Interesting read, but boy does this journalist have a … different read on things than I do.
People talk a lot about the protocols that power Bluesky vs. ActivityPub, because we’re nerds and we believe deep in our hearts that the superior protocol will win.
IMO it’s the exact opposite; we talk about this because we want the best protocol to win, this time, while knowing full well that usually it doesn’t.
Of course search was broken because all OSS social tools must have one glaring lack of functionality.
My understanding is that search on the microblogging side of the fedi is intended to be “broken” (from the view of someone expecting a Twitter-style search); hashtags are for opting-in to global discoverability whilst without them your posts are intended to be stumbled upon and/or passed around rather than sought out.
If the American press had given me 20 minutes of airtime I could have convinced everyone they don’t want to get involved with Greenland. We’re not tough enough as a people to survive in Greenland, much less “take it over”.
I doubt that trump supporters cheering on the USA throwing their weight around like the world’s bully-in-chief would be receptive to such a message.
I can’t tell if I’m just too deep in the fedi-culture weeds, or if the article really is confidently ignorant.
Airfried@piefed.social 3 weeks ago
No doubt there are bad actors polluting communities on the Fediverse as well and I’m not feeling quite as optimistic as the author here. But they’re absolutely right about the corporate side of the internet. The mainstream that is controlled by the rich and driven by greed. You need FOSS to have at least a good base you can build on top of. Profit oriented platforms have failed us as a society.
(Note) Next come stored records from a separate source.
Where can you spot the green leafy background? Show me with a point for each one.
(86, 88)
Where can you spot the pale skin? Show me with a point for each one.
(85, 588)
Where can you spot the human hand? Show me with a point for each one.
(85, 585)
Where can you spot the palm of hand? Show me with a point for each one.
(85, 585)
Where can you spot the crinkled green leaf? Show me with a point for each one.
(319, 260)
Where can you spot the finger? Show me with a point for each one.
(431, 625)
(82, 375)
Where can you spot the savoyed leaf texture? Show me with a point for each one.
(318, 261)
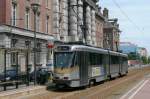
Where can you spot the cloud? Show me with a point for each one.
(137, 31)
HulkSmashBurgers@reddthat.com 3 weeks ago
Totally. Social media (and other types of computing platforms I guess) need to be more grassroots and not driven by profit.
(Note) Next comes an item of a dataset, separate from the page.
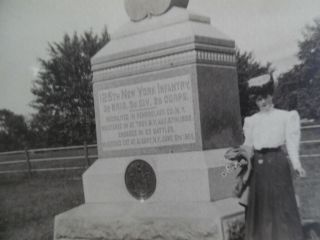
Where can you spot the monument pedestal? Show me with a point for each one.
(166, 107)
(192, 200)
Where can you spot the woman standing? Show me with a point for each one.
(272, 212)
FlashMobOfOne@lemmy.world 3 weeks ago
Yeah, but there’s a huge difference: human moderation coupled with better curation tools. You can block a user or a whole instance, which quiets the Nazis pretty fast.
JustTesting@lemmy.hogru.ch 2 weeks ago
heck if anything, the Fediverse, as it is right now, is more susceptible to this. You can spin up spam instances on new domains, with spam users, and have them federate to existing instances, faster than volunteer run instances can ban/defederate.
So you end up with not federating by default, but having some trusted web of instances that federate and maybe an approval process for new instances to federate with? But that’ll still lead to centralization with “trusted” instances and new instances having a hard time to join the club (there’s also the scaling problem of the fediverse, but that’s besides the point). So you end up with a few very big instances and the owners of those instances having all the power. Or maybe small isolated islands of mutually trusting instances? Still better than tech oligopoly, but also a far cry from the original dream.